How media's coverage of #MeToo robbed victims of their power

Life

Because of the myriad of sexual misconduct cases that were finaly excavated last year, 2018 is now considered the "Year of #MeToo." One positive product of the movement has been a greater awareness of all the ways sexual misconduct permeates our culture. Media coverage was a huge factor in all of it. And although news coverage of #MeToo cast women in a sympathetic light, some researchers believe that some aspects of it may have depicted them as having less power and agency than the men accused of sexual misconduct.

The findings, presented at the Association of Computational Linguistics (ACL) Meeting in Italy last month, show that the #MeToo movement empowered women to speak out about their experiences, but media coverage of the movement often failed at conveying this power.

What motivated this research was the authors' desire to prove that how the media reports on #MeToo — or any other important sociopolitical movement — matters profoundly. “Journalists can choose which narratives to highlight in order to promote certain portrayals of people," said Yulia Tsvetkov, an assistant professor at Carnegie Mellon University’s School of Computer Science, whose team conducted the research, in a statement. "They can encourage or undermine movements like #MeToo.” Portrayals of sexual harassment have major ripple effects, shaping not only the public’s reactions, but also how the people directly involved process and deal, the researchers note in a paper they presented at the ACL meeting.
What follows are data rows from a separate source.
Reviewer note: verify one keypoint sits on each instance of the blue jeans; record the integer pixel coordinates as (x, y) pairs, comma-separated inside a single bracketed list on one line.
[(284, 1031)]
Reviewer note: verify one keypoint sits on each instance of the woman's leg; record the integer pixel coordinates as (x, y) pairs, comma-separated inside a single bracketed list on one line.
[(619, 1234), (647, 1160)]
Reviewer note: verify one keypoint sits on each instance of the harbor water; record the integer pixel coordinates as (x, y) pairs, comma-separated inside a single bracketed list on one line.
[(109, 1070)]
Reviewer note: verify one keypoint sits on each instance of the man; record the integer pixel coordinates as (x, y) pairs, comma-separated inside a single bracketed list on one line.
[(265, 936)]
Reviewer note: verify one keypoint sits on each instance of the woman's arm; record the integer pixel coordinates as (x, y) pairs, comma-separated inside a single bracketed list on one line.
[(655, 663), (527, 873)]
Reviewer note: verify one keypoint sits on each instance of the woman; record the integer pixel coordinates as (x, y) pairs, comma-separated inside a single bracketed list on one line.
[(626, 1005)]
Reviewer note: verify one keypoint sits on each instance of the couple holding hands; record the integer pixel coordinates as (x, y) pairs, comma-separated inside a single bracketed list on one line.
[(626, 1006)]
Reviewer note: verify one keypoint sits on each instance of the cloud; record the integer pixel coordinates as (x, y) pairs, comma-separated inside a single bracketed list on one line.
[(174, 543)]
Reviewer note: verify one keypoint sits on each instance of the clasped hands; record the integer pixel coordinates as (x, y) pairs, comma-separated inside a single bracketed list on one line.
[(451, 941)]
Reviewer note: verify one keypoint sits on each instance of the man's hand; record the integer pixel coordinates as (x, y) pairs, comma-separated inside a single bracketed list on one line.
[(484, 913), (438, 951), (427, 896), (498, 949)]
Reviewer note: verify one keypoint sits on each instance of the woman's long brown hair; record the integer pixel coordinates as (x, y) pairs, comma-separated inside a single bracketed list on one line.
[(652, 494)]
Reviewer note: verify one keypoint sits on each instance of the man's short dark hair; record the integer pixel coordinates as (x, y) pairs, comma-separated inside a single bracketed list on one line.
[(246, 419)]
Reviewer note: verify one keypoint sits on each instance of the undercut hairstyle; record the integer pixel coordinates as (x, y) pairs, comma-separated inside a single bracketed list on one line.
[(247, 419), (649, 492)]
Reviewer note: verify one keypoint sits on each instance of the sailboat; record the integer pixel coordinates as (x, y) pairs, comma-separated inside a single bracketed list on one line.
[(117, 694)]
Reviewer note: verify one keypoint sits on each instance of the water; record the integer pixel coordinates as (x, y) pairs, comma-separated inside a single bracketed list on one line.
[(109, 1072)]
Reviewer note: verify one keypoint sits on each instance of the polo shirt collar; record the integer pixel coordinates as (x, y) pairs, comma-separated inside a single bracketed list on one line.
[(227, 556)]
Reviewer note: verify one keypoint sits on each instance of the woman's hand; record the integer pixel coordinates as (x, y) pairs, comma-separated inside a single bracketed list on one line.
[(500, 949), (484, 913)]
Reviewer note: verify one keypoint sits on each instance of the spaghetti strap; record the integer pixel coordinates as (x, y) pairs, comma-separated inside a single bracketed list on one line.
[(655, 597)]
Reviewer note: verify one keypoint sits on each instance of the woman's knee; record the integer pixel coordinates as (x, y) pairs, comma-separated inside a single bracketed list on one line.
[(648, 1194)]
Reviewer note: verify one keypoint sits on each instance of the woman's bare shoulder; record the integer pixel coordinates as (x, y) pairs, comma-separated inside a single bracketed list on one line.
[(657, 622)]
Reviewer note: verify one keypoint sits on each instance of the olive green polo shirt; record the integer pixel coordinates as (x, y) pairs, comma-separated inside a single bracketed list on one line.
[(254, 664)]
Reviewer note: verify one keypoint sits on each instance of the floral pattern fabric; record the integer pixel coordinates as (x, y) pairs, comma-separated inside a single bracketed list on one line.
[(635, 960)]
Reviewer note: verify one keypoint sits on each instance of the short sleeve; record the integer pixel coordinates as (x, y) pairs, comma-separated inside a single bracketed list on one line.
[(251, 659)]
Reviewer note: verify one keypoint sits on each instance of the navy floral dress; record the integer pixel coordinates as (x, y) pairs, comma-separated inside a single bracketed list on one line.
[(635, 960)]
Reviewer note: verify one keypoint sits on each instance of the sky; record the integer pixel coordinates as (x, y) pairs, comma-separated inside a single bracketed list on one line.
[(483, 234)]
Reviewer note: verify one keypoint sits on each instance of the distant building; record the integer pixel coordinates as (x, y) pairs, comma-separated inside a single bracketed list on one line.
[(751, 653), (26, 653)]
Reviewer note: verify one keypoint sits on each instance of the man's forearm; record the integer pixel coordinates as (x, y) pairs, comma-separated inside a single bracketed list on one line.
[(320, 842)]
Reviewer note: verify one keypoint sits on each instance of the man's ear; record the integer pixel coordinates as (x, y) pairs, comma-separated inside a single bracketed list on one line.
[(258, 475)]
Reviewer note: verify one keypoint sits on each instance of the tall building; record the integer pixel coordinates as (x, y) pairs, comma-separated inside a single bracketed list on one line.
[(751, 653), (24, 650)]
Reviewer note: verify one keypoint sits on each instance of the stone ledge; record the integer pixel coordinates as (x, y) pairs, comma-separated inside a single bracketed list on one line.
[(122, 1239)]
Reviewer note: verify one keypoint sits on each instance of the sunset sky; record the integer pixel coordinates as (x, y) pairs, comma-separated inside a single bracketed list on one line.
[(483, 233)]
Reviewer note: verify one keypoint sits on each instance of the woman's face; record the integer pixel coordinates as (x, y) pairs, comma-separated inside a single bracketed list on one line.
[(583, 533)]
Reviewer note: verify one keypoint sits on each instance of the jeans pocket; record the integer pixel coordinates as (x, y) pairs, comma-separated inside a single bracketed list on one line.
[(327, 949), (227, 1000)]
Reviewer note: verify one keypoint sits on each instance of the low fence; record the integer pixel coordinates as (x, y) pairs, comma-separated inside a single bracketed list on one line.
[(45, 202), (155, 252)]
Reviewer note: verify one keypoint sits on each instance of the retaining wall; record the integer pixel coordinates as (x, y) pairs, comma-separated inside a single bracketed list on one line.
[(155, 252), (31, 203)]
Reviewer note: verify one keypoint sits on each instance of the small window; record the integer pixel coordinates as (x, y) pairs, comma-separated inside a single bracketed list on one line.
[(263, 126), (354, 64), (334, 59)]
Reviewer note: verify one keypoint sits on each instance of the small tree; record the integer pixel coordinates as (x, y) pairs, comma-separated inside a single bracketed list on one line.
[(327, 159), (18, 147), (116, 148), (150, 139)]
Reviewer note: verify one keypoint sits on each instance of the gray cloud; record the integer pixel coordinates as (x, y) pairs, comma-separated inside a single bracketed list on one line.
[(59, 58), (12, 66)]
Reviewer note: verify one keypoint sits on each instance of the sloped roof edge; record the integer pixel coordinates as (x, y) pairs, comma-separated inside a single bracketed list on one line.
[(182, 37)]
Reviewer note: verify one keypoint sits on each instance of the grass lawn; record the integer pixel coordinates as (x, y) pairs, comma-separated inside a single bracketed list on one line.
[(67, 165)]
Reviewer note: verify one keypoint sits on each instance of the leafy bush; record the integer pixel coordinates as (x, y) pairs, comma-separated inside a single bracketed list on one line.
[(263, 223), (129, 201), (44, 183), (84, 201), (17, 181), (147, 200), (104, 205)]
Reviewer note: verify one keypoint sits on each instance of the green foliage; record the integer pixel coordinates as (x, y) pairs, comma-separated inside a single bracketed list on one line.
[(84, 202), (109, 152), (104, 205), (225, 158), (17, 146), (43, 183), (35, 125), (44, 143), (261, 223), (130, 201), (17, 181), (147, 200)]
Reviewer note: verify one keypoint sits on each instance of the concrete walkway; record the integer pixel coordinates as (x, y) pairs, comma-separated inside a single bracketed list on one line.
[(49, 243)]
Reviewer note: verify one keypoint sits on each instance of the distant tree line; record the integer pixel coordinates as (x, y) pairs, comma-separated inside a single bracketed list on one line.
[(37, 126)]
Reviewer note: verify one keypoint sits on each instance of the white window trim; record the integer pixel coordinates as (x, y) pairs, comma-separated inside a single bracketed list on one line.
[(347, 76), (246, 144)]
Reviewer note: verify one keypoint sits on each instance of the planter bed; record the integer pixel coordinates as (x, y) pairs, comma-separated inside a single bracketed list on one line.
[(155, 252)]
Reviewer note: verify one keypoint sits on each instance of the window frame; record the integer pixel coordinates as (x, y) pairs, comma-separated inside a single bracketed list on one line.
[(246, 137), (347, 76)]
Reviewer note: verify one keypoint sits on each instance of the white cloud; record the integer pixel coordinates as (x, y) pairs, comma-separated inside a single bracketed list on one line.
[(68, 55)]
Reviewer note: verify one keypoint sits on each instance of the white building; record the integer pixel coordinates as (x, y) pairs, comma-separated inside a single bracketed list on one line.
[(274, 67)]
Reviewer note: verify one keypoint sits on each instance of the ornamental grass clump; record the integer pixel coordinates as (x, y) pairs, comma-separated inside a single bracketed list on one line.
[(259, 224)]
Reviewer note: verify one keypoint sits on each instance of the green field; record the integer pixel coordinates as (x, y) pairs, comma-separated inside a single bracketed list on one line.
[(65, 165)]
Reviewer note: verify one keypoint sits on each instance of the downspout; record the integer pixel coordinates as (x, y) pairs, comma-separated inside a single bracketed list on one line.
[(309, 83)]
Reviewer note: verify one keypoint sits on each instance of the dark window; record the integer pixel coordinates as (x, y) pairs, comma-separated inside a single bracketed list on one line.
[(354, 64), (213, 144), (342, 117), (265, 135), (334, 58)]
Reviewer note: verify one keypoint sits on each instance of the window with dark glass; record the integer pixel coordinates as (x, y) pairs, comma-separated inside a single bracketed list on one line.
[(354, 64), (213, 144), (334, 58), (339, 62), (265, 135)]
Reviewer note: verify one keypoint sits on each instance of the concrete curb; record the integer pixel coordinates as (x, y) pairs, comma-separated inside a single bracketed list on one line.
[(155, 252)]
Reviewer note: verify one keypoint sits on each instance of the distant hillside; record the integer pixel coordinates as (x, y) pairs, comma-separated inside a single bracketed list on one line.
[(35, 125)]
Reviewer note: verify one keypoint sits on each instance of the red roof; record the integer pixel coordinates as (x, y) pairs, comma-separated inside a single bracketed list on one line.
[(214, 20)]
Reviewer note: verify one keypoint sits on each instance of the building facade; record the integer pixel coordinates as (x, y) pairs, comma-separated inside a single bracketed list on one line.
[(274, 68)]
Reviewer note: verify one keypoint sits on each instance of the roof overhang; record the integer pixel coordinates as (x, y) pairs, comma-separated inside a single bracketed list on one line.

In this paper, Tsvetkov and her team used a type of machine learning known as natural language processing to analyze 27,602 online articles covering #MeToo from 1,576 media outlets. They scored the most frequently-mentioned entities (including not only individuals, but also news outlets, for instances) on agency, power, and sentiment (or how much the coverage sympathized with the entity). They based the scores on their analysis of verbs, accounting for how their connotation can vary depending on their context. For instance, in the paper, they pointed out how “push” has a different connotation in the sentence, “She pushed him away,” than in the sentence, “Will one part of the movement’s legacy be to push society to find the right words to describe it all?”

Portrayals of sexual harassment have major ripple effects, shaping not only the public’s reactions, but also how the people directly involved process and deal.

Even men who had already been accused of sexual misconduct, including President Donald Trump and former New York attorney general Eric Schneiderman, ranked high in power. The highest-powered entities didn’t include any women, while entities that ranked the lowest in power consisted primarily of female accusers, including actor Uma Thurman, who had accused former film producer Harvey Weinstein of sexual assault, as well as Dylan Farrow, who had accused her adoptive father, actor and director Woody Allen, of sexual assault.

Entities with the highest agency included women as well as men. But these women — such as actor Frances McDormand — hadn’t accused men of sexual misconduct, although they had voiced support of the #MeToo movement.

Men accused of sexual misconduct naturally ranked the lowest in sentiment. But the entities that ranked the highest in sentiment, again, didn’t include women who had accused men of sexual misconduct, but instead, women who had supported #MeToo, like actor and Duchess of Sussex, Meghan Markle. Likewise, in another analysis in the paper that focused specifically on media coverage of the sexual misconduct allegations against actor-comedian Aziz Ansari, female journalists scored higher on agency than Ansari’s accuser, Grace.

At the ACL meeting, Tsvetkov's team also presented a paper that expanded on these findings. The paper analyzed portrayals of public figures in newspaper articles, as well as movie characters. Men, again, were depicted as more powerful than women.

The research shows that although media coverage of #MeToo has been mostly positive, the public still needs to interrogate it thorougly. "Bias can be unconscious, veiled and hidden in a seemingly positive narrative," Tsvetkov said in the statement. It’s not enough to portray #MeToo victims in a positive light; it’s important to depict them as empowered, too.